I recently had a chat with a newish PhD student at Aberdeen about his work, which involves ML. He showed me several experimental results. His algorithm did slightly better than baseline in the first experiment, and hugely better in the rest of the experiments. We discussed this, and it turned out that in his first experiment, he was comparing against a published result as a baseline. Whereas in the other experiments, he was comparing against baselines he had himself implemented (in some cases based on algorithms in previous papers). I asked about tuning (eg, hyperparameters), and it turned out that he had carefully tuned his algorithm, but had not tuned any of the baselines. I suggested that this raised doubts about his results, and he needed to use rigorous baselines for proper research; he promised to discuss this with is supervisors.
On a similar vein, I pointed out that some of the baselines he had implemented had suspiciously low results, barely better than the “choose-most-common” trivial baseline. Which made me wonder whether they had been properly implemented. Also his algorithm had suspiciously high results in some cases (eg, 100% accuracy), which made me wonder about the appropriateness of his test set.
This was a fairly new PhD student, so its not surprising that he got some things wrong in his research; after all, the whole point of a PhD is to learn from established academics how to do proper research! But what concerns me is that I suspect established researchers do similar things; indeed I recently saw some comments on Twitter claiming that poor baselines were a widespread problem in ML in NLP. Essentially the easiest way to make your work “look good” is to compare against a poor baseline, and people often (usually? almost always?) get away with this in papers, since its hard for reviewers (esp in conferences) to judge the quality of hyperparamater tuning in a baseline, etc.
If you want to rigorously show that your approach is superior to existing approaches, then you need to compare your results to results from previous approaches!
New Algorithm for Standard Problem and Dataset
If you’re working on a standard problem and dataset (eg, participating in a shared task), then you should compare your results to the best previously-published results on the task and dataset. Relatively straightforward.
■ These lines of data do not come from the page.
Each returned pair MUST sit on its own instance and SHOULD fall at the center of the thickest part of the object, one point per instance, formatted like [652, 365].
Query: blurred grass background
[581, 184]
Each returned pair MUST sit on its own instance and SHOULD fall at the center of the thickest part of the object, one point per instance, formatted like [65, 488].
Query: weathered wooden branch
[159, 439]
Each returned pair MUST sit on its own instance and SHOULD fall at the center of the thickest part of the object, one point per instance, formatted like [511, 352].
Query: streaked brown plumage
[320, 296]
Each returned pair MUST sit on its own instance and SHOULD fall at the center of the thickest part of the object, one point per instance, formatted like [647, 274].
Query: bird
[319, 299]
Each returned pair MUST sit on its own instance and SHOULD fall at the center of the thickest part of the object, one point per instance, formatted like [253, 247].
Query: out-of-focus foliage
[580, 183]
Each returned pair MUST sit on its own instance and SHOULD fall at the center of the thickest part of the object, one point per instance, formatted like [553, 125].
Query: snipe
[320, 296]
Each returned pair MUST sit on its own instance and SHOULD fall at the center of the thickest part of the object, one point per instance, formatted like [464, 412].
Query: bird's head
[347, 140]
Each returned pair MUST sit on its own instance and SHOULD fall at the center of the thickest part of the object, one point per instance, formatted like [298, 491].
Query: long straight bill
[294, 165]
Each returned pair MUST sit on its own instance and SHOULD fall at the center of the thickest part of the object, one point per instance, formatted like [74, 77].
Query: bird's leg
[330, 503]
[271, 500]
Algorithm for Variant of Standard Problem
If you’re working on a variation of a standard task, such as working in a new domain or using a new data set, then life is trickier. If you can get the code for the best-performing algorithm on the standard task, you could use it as your baseline, but to make the comparison fair you need to retune for the new domain and/or data set. There may also be issues with the code not working properly because it makes assumptions about character sets, presence of proper names, etc. This assumes you can get the code; if you cannot, you can try to reimplement it, but need to be very careful about introducing bugs and otherwise hurting performance. Also, the best performing algorithm in the new domain may not be the best performing algorithm in the standard version of the task.
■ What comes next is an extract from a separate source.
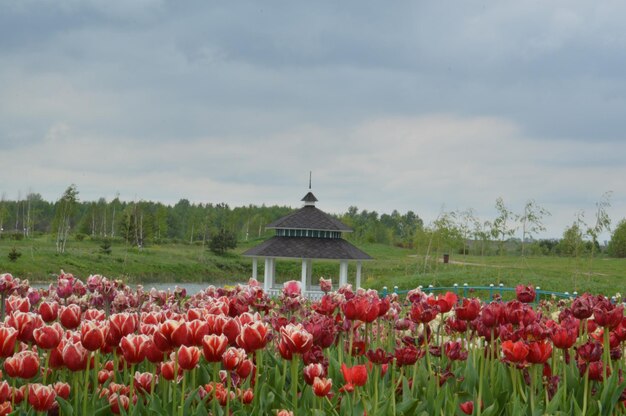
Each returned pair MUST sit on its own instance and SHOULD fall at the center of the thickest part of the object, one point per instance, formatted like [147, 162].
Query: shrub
[14, 254]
So in an ideal world, you would take the top N best performing algorithms in the standard task, carefully recode them if necessary, and then carefully tune and optimise them for the new domain or data set. Which is a lot of work, especially considering that you probably hope that the baselines do poorly so that your algorithm will shine… But you do need to take this seriously if you want to do proper science! One approach is to get someone else to implement, tune, and evaluate the baselines; this can reduce conflict of interest.
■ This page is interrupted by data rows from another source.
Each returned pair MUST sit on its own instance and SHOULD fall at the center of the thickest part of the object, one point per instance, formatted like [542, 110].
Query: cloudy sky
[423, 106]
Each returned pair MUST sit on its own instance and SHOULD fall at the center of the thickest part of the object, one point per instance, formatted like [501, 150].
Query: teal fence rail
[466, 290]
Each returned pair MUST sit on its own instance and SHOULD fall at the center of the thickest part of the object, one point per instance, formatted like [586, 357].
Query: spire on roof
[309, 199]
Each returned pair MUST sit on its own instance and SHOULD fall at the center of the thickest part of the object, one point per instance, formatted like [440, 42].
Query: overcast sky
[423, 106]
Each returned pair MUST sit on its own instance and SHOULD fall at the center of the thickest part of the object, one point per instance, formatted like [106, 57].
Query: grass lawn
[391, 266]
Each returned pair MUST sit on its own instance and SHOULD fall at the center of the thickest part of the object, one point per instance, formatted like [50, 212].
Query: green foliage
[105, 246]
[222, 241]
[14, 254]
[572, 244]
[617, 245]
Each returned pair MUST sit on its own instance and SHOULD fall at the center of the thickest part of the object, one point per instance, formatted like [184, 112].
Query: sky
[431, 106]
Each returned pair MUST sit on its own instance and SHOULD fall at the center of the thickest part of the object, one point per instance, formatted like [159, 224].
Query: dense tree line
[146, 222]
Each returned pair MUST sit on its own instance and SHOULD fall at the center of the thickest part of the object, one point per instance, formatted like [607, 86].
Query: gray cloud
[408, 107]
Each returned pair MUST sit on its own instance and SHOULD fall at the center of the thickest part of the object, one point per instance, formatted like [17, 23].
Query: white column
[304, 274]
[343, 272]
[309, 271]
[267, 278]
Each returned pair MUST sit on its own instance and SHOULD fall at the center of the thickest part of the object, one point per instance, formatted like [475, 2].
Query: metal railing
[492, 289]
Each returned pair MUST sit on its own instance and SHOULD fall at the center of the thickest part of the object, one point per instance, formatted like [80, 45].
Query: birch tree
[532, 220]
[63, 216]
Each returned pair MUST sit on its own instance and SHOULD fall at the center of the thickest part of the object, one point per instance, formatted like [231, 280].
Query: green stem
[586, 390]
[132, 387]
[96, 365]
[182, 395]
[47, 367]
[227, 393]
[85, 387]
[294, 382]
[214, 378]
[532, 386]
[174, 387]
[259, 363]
What if you are working on a new task for which there is no previous work? In this case, its not clear what the right baseline should be. Ideally you would try a bunch of standard techniques, being careful about implementation and tuning; but this is a lot of work, and its very easy (and indeed tempting…) to omit some potentially promising baselines.
If you are working on a new task, then you could pitch your research contribution as the task itself (and accompanying data set if appropriate), and present your algorithm as an initial attempt which could serve as a baseline for future research. I personally am quite sympathetic to such papers when I act as a reviewer.
Regardless of the novelty of your task, you should always question and investigate your results! If a baseline does really badly, you need to understand why. Is there something fundamentally wrong with it, or are there problems with implementation or tuning? Similarly, if your algorithm does amazingly well, eg 100% accuracy, you need to investigate whether this is a brilliant breakthrough, or whether there is (for example) a problem with your test data.
In general, any numerical evaluation should be accompanied by a qualitative analysis of why the results came out the way they did. This is the best way to identify the above-mentioned problems. And even if your research is solid, the qualitative analysis will probably give you good insights on improving your algorithm.